愛憎編3話 "黒狼"アトル
※アトル・サイド
テムル様に王者の資質を見出した私は、生涯家族を持たないと決意した。いかなる場合であっても、テムル様と天秤にかける存在があってはならないからだ。私などとは比べ物にならないぐらいの名家に生まれながら、未だに独身を貫いている東雲中将も、同じ気持ちではないだろうか?
「参謀長、この部屋です。」
営倉を管理する尉官に案内され、裏切り者が収監されている独房の前に立つ。
「私が出て来るまで、誰も入れるな。」
「ハッ!」
釘を刺しておいてから、独房へ入る。中にはやつれ果てたバドバヤル大佐が、粗末なパイプ椅子に腰掛けていた。後ろ手でドアを閉めると電子錠が起動し、ロックがかかる。私は壁に立てかけてあるパイプ椅子を足で引っ掛け、殴るように開いて床に置き、腰掛けた。
「大佐、何か言いたい事はあるかね?」
「……娘は、アリマは無事なのか?」
「無事だ。良かったな、大佐が国を売ってまで救おうとした妻子は我々が保護している。」
空蝉夫妻の活躍によって、計画を大幅に狂わされたベルゼは、娘を殺害する余裕を失った。異名兵士"幻影"の救った市民の中には、大佐の娘も含まれているという訳だ。
「妻子が無事なら、もう望む事はない。」
「今は無事だが、この先はわからん。貴官の裏切りによって、多数の犠牲者が出ている。遺族の誰かが報復の刃を向けても、止める気にはならないね。」
こういう事を言ってしまうから、私には人望がないのだろう。別に徳望の士になりたいなどと思っていないから、一向に構わないが。私は武徳の王者を支える
だからといって何をやっても良いという訳ではないが、汚れ役のマナーは心得ているつもりだ。

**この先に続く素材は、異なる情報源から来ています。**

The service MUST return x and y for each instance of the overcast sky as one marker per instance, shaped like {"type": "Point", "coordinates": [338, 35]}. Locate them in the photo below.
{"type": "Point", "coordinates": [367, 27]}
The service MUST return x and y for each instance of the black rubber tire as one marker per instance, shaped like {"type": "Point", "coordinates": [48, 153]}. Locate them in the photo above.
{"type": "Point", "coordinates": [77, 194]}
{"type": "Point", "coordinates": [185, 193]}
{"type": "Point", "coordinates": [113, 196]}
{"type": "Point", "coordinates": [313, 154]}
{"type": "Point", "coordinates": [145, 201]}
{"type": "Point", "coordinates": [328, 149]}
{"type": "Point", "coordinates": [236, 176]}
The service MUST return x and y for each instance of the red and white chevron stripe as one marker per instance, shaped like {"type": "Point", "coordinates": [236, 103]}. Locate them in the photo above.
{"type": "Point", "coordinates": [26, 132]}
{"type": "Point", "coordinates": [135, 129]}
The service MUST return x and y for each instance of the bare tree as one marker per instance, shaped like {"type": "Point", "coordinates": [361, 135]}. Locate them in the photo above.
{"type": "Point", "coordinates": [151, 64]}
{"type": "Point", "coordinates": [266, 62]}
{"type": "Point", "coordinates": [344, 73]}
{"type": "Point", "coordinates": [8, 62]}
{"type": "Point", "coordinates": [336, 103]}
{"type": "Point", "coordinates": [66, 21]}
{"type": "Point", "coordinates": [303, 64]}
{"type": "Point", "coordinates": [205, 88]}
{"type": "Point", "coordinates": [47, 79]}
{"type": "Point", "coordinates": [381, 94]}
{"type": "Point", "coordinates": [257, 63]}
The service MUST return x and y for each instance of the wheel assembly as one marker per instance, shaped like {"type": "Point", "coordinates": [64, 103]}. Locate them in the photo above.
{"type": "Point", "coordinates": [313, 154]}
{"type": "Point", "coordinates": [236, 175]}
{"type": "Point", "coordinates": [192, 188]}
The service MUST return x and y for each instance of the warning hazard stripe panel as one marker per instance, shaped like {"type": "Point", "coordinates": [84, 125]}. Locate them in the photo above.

「参謀長!私はどうなっても構わん!妻子の命だけは守ってくれ!」
「…………」
「頼む!先祖が築いてきた家名を地に落とし、刑場の露と消える男を憐れむのなら、妻子だけは守ってくれ!」
あれだけの市民を死なせておいて、家族にだけは拘泥するのか!犠牲になったのは市民だけではない!貴様のせいで、どれだけの兵士が死に、孤児と未亡人が生まれたと思うのだ!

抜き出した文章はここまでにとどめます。